Position von Ingrid Nestle: Neutral
In einigen Fällen wie zB bei Elternzeitvertretungen ist dies tatsächlich sinnvoll. Es gibt aber auch viele Möglichkeiten, ohne Befristungen flexibel zu wirtschaften, z.B. mit Arbeitszeitkonten.
Der Besitz und Anbau von Cannabis soll legalisiert werden.
Position von Ingrid Nestle: Stimme zu
Der Gebrauch aller Drogen ist gefährlich und zieht immer einen Teil der Konsumenten in die Sucht. Die Verbotspolitik ist jedoch gescheitert. Mit unserem Cannabiskontrollgesetz wollen wir Kinder- und Jugendliche wirksam schützen und den Schwarzmarkt austrocknen.
Weil Menschen immer älter werden, sollen sie auch länger arbeiten.
Position von Ingrid Nestle: Stimme zu
Das kann natürlich für körperlich sehr anstrengende Berufe nicht gleichermaßen gelten wie für solche, bei denen gerade die Erfahrung älterer Mitarbeiter hochwertvoll ist.

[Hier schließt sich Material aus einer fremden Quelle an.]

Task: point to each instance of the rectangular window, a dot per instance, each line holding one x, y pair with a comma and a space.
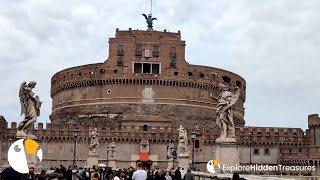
155, 52
137, 67
155, 48
146, 68
155, 68
197, 144
213, 76
138, 48
120, 48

Der Übergang in den Ruhestand sollte freier gestaltet werden, Rente und Erwerb leichter kombiniert werden können.
Parteispenden von Unternehmen und Verbänden sollen verboten werden.
Position von Ingrid Nestle: Stimme zu
Am liebsten würde ich eine enge Obergrenze für Ausgaben im Wahlkampf setzen. Nicht Geld soll den Wahlausgang beeinflussen, nicht Reiche mehr Einfluss haben als Arme. Wir wollen Spenden an Parteien auf natürliche Personen mit einer jährlichen Obergrenze pro Person beschränken.
Die Öffentlichkeit muss bei Verhandlungen zu Freihandelsabkommen wie TTIP und CETA stärker beteiligt werden.
Position von Ingrid Nestle: Stimme zu
Wir brauchen faire Handelsabkommen, die transparent und demokratisch verhandelt werden. Mit Freihandelsabkommen wie TTIP und CETA wird tief in den Alltag der Menschen eingegriffen. Da ist Intransparenz der Bevölkerung und den Parlamenten gegenüber inakzeptabel und undemokratisch.